Привычно засунув разочарование поглубже в душу, я вышел из комнаты, и принялся спокойно смотреть на брата, упоенно трахающего трех девушек по очереди. Он мог хорошо им заплатить. Их ритмичные движения, позы, жесты не вызывали внутри ничего. Ни единого порыва.
Увидев меня, брат принялся вбиваться в тело скулящей демоницы сильнее, резче. Но быстро понял, что я остаюсь спокойным.
- Эк, Рэн. Да ты не просто смесок, ты еще и импотент, - его смех гремел под высоким мозаичным потолком залы.
- Ну что вы, господин. Возможно, он просто сегодня не в настроении, - прошептала одна из девушек, обвив бедро демона длинным хвостом с кисточкой на конце.
- Ты мне больше не брат, Рэн. Не смей показываться на глаза, - выплюнул он и яростно впился в губы сказавшей слова в мою защиту девушки.
Так, единственное существо, проявлявшее ко мне хоть какой-то интерес, отвернулось от меня.
Там, вдали от горьких и далеких воспоминаний, кто-то провел вдоль напряженного члена тканью, а потом накрыл все тело теплым и тяжелым одеялом. Сознание померкло, наконец погружая меня в столь долгожданную темноту.

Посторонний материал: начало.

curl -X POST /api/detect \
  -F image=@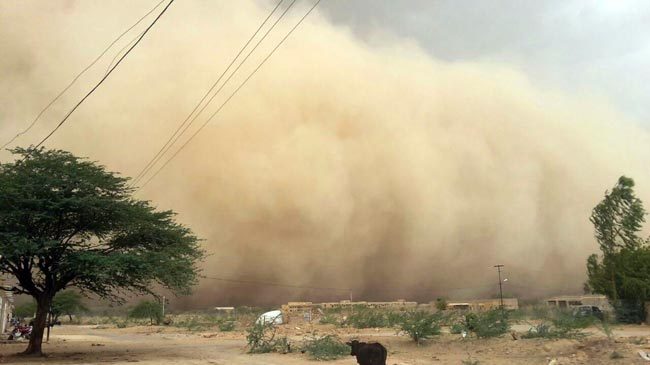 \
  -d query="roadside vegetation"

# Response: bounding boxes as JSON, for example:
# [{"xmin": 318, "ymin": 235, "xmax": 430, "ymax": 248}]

Мокрый лоб потрогали чьи-то прохладные пальцы. Сколько времени прошло? День, два? Вечность?
Я застонал. Привычно пошевелил тем, что осталось от моего языка. Небольшой кусок неровной плоти. Понял, что ужасно хочу пить. Голод тоже затаился внутри, подъедая остатки желудка. Так мне казалось.
Вынужденная голодовка было простой мерой. Сдохнуть - да и дело с концом. Надоело быть чужой игрушкой. Надоело постоянно терпеть боль. Хотя и она уже почти не ощущалась. Но вот взгляды…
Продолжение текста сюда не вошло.